The old days come to life when Eliza uncovers Fromm-Reichmann’s hidden writings. As she lingers over the yellowed pages of manuscript notes, she absorbs the principles of psychotherapy Dr. Frieda imparts. Eliza tells herself, “Good things can come out of bad things, she’d seen it with clients.”

“Healing and growth — natural forces, right Frieda?” Eliza says to the psychiatrist’s photograph above her desk. Like her famous mentor, Eliza is convinced that “every human being has an innate tendency toward health.”

For many years, the author herself practiced psychotherapy, and her training is reflected in this novel. Frieda’s Song is a tribute to survival when the line between madness and sanity grows thin. Toward the end of the book, Eliza says, “I cannot deny myself hope any more than deny it to a patient, a family. We must believe in the possibility of health to succeed. The forces of nature are in our favor.”

Later, she adds, “Human nature tends to health like plants to sunlight.”

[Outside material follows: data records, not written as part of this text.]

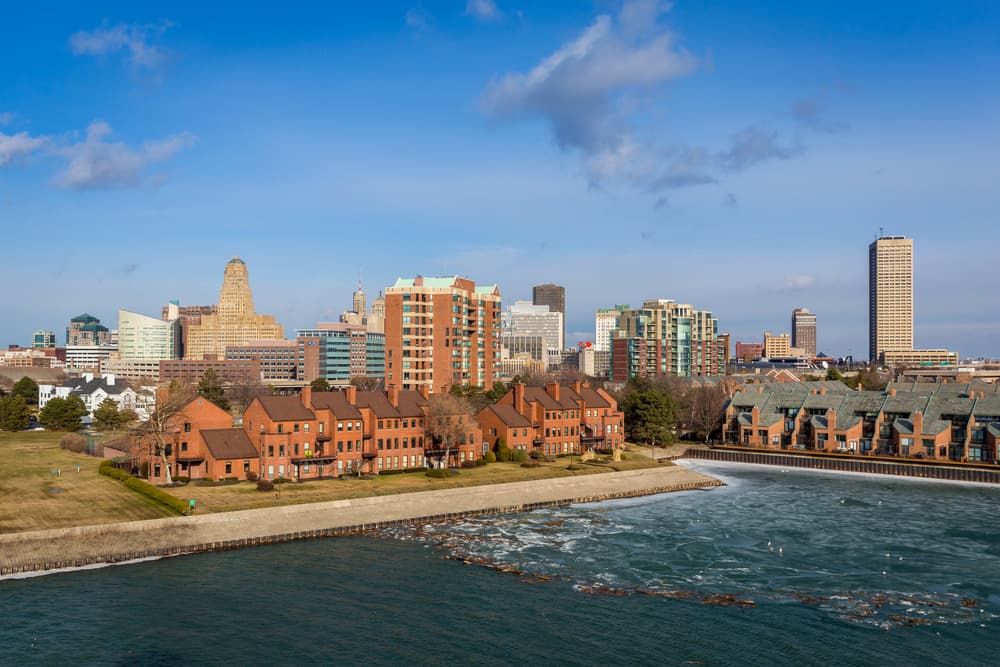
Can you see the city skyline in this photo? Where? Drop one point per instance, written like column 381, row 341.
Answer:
column 766, row 146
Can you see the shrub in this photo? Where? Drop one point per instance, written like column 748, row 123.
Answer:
column 73, row 442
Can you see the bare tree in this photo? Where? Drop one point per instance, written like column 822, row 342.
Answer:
column 244, row 389
column 447, row 423
column 158, row 431
column 705, row 407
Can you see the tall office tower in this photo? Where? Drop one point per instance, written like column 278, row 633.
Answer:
column 376, row 318
column 359, row 300
column 685, row 340
column 142, row 337
column 441, row 332
column 605, row 323
column 86, row 329
column 890, row 296
column 235, row 323
column 553, row 296
column 524, row 321
column 804, row 331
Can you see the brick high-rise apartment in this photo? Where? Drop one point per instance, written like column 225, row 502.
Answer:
column 890, row 296
column 804, row 331
column 441, row 332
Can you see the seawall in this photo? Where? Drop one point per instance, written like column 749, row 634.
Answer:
column 40, row 551
column 842, row 463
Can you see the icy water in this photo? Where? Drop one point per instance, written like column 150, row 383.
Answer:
column 779, row 567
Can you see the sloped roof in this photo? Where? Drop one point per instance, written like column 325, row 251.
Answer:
column 228, row 443
column 509, row 416
column 285, row 408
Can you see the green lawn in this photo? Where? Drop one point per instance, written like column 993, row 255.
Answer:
column 245, row 495
column 33, row 498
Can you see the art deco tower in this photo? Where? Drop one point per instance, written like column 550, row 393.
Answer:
column 235, row 322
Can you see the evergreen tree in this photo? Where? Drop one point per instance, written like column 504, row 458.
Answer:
column 209, row 387
column 14, row 414
column 107, row 417
column 27, row 389
column 63, row 414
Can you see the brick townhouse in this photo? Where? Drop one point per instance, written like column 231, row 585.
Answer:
column 556, row 419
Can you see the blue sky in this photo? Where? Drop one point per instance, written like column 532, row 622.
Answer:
column 738, row 156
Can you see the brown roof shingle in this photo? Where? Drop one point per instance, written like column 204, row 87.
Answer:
column 285, row 408
column 228, row 443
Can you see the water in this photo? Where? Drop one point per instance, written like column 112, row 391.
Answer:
column 859, row 571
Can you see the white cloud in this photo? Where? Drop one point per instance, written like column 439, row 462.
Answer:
column 13, row 146
column 95, row 164
column 136, row 40
column 584, row 91
column 483, row 10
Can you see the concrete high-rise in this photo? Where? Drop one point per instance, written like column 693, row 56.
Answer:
column 441, row 332
column 235, row 322
column 149, row 338
column 804, row 331
column 553, row 296
column 680, row 340
column 890, row 296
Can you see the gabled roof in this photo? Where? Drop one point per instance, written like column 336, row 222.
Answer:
column 285, row 408
column 228, row 443
column 508, row 415
column 411, row 403
column 336, row 402
column 593, row 398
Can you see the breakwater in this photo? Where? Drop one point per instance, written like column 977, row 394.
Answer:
column 25, row 553
column 942, row 471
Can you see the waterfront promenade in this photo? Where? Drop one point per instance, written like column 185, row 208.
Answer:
column 120, row 542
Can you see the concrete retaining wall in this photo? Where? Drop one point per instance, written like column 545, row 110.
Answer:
column 39, row 551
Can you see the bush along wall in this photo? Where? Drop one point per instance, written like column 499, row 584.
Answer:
column 145, row 488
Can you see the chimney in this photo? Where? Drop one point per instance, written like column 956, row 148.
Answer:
column 552, row 389
column 519, row 397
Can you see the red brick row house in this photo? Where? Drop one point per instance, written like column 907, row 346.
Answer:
column 554, row 419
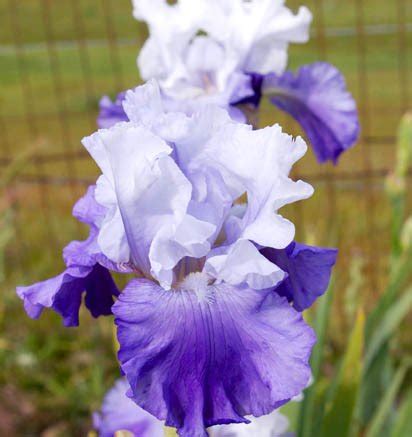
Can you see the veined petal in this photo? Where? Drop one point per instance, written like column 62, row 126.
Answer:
column 318, row 99
column 151, row 199
column 262, row 172
column 274, row 424
column 111, row 112
column 267, row 29
column 120, row 413
column 243, row 263
column 196, row 362
column 309, row 269
column 64, row 293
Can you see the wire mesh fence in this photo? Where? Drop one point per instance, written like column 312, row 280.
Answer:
column 58, row 58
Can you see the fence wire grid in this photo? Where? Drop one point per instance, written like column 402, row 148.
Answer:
column 58, row 58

Throughout the unfolding of the two women’s lives, narrated in the past and present by characters real and fictional, the author offers maxims of daily relevance. Frieda’s Song demonstrates that “we cure psychosis with relationship; reach the loneliest with listening.”

Imaginatively crafted, this is a remarkable book.

Janet A. Martin is a graduate of Emory University and Columbia Graduate School of Journalism and a 2015 contributing writer to the Bread Loaf Writers’ Workshop. She has published in regional and national magazines and is the author of a seasonal novel, The Christmas Swap.